Asked if the producing experience whetted her appetite for more such duty, Kassell said it will all come down to a case-specific determination in terms of content, collaborators and the timing. But generally speaking, she likes being involved in helping to creatively shape a show.
Kassell added that Watchmen stretched her in terms of its sophisticated visual effects which were unlike anything she had done before. She now has a comfort level on the effects side after taking on and completing a steep learning curve for the show.

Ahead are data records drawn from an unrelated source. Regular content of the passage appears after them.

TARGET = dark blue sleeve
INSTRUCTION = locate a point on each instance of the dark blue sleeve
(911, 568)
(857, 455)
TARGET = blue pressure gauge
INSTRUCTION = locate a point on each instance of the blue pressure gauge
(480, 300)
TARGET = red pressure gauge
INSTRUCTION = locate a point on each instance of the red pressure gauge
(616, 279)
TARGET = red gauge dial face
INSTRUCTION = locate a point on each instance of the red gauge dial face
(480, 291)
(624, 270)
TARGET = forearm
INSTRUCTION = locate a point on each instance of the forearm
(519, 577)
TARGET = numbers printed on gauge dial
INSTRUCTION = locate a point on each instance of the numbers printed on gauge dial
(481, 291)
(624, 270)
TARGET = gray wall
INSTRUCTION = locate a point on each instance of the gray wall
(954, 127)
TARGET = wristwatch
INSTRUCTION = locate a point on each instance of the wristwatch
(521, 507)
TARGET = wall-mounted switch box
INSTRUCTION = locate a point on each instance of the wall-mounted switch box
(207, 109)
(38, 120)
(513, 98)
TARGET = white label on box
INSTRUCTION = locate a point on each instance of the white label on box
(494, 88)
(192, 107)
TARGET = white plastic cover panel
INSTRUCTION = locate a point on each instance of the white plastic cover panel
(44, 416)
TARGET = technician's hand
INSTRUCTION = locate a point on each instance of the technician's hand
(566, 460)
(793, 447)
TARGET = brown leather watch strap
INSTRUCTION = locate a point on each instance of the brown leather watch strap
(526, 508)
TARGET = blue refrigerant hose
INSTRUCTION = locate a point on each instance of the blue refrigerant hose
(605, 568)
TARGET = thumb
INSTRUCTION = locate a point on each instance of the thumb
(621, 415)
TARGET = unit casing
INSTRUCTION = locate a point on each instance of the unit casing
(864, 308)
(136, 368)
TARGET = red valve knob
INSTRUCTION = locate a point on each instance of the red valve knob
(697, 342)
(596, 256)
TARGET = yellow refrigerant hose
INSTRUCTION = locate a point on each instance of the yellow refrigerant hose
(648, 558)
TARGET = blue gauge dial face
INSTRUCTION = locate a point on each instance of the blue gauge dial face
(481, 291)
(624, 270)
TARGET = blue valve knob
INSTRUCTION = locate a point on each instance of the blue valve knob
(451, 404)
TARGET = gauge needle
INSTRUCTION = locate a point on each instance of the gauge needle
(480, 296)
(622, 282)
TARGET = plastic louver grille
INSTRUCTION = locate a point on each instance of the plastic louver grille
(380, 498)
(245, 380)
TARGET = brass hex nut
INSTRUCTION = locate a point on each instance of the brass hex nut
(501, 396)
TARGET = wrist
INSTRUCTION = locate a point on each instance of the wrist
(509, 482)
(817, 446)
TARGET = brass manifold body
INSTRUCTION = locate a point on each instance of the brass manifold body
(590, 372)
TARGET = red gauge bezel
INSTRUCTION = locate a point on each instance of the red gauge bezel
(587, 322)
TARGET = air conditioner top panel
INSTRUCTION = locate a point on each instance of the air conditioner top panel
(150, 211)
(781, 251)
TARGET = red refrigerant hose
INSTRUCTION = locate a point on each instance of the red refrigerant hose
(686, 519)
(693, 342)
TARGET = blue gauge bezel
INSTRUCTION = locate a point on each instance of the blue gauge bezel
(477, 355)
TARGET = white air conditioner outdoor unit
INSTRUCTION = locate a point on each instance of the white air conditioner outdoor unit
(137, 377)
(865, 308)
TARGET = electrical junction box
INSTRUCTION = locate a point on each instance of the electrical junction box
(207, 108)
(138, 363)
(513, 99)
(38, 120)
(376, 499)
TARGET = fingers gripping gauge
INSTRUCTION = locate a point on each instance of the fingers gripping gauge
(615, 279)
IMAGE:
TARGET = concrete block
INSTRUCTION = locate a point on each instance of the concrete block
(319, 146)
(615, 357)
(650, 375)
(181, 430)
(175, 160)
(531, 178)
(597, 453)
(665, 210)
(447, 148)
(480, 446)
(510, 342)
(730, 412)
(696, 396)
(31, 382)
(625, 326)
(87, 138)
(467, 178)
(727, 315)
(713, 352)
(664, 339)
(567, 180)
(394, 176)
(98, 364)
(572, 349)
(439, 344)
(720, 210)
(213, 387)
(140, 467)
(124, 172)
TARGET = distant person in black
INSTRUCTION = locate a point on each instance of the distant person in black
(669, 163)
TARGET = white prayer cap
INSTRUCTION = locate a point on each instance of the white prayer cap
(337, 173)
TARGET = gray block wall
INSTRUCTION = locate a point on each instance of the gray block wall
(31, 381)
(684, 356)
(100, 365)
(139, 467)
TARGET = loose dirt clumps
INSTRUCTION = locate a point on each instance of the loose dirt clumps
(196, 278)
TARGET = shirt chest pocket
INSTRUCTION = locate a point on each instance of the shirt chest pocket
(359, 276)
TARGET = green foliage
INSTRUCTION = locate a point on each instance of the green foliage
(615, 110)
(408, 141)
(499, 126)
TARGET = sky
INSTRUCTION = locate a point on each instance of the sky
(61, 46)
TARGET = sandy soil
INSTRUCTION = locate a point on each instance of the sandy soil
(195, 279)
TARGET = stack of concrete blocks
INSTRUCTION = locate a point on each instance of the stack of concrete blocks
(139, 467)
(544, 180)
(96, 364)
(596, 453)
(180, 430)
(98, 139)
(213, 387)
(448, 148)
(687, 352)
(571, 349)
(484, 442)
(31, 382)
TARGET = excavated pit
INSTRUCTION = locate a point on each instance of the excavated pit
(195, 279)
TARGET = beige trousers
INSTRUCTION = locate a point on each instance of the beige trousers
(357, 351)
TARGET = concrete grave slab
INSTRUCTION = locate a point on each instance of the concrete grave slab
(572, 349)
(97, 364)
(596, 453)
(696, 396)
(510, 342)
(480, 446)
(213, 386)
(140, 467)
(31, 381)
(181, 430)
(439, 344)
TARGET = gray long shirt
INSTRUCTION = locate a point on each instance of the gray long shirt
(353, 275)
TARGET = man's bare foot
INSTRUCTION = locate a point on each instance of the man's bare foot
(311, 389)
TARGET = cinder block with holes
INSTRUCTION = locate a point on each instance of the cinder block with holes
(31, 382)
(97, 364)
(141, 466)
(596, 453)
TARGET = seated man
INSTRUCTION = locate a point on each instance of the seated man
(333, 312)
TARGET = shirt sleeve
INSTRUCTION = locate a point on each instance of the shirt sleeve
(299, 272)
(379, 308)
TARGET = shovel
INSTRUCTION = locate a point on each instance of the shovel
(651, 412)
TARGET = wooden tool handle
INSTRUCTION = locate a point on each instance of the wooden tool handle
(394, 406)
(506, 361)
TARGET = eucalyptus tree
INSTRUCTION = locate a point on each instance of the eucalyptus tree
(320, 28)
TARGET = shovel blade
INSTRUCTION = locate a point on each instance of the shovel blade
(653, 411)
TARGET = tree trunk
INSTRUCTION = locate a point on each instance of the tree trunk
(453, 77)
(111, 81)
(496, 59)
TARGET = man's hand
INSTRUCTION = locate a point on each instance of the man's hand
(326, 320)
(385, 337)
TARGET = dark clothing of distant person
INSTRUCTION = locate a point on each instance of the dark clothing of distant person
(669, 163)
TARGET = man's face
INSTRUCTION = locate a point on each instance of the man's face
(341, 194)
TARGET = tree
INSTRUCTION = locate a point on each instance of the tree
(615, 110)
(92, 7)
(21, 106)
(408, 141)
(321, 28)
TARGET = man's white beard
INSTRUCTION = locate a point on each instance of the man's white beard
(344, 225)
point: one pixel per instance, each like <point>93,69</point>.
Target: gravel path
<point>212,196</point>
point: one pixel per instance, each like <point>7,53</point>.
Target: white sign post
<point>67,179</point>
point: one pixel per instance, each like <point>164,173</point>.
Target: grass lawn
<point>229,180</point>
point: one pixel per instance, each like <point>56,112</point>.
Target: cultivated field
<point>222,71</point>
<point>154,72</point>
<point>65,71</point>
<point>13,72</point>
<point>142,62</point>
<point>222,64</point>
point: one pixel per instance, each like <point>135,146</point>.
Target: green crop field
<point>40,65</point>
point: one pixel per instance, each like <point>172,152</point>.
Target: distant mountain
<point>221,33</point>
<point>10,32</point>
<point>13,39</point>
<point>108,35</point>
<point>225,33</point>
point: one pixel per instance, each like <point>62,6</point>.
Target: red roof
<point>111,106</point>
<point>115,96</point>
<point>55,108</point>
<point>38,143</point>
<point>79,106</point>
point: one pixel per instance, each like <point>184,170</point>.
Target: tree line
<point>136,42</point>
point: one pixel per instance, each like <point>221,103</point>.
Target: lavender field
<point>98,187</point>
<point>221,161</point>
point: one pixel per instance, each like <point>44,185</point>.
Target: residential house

Kassell considers Watchmen among her prime career highlights with others including: “just getting The Woodsman made which put me on the map”; her first HBO show, The Leftovers, which she said felt akin to making the big league cut with the New York Yankees; and directing an episode of Martin Scorsese’s Vinyl. She recalled being in on a tone-setting meeting for Vinyl with Scorsese, Mick Jagger and EP Terence Winter. “It was a surreal moment getting to work with some of my heroes.”
Also memorable for Kassell was getting her first opportunity to direct a pilot. It was for the series Claws, which she praised for what it’s doing with “a diverse cast, a group of women mostly over 40,” exploring intergenerational relationships and paving new paths in terms of story and characters.
Speaking of putting women to work, Kassell has seen some progress on that front. “I used to have the feeling that if I blew it, I wasn’t just blowing it for myself but for other women, that somehow it could result in a greater hesitation to hire another woman for awhile. That has really shifted. If I happen to blow it now, it can hurt me but not the gender.”
Still she feels a profound sense of responsibility even at that. Kassell noted that on the days when she feels exhausted or a little down, she pushes herself because she’s reminded that her presence on a set can be inspiring for a young woman in the camera department or a young, aspiring production assistant. There’s a role model dynamic to her doing what she’s doing. And that fuels the awareness that her work is “bigger than just me.”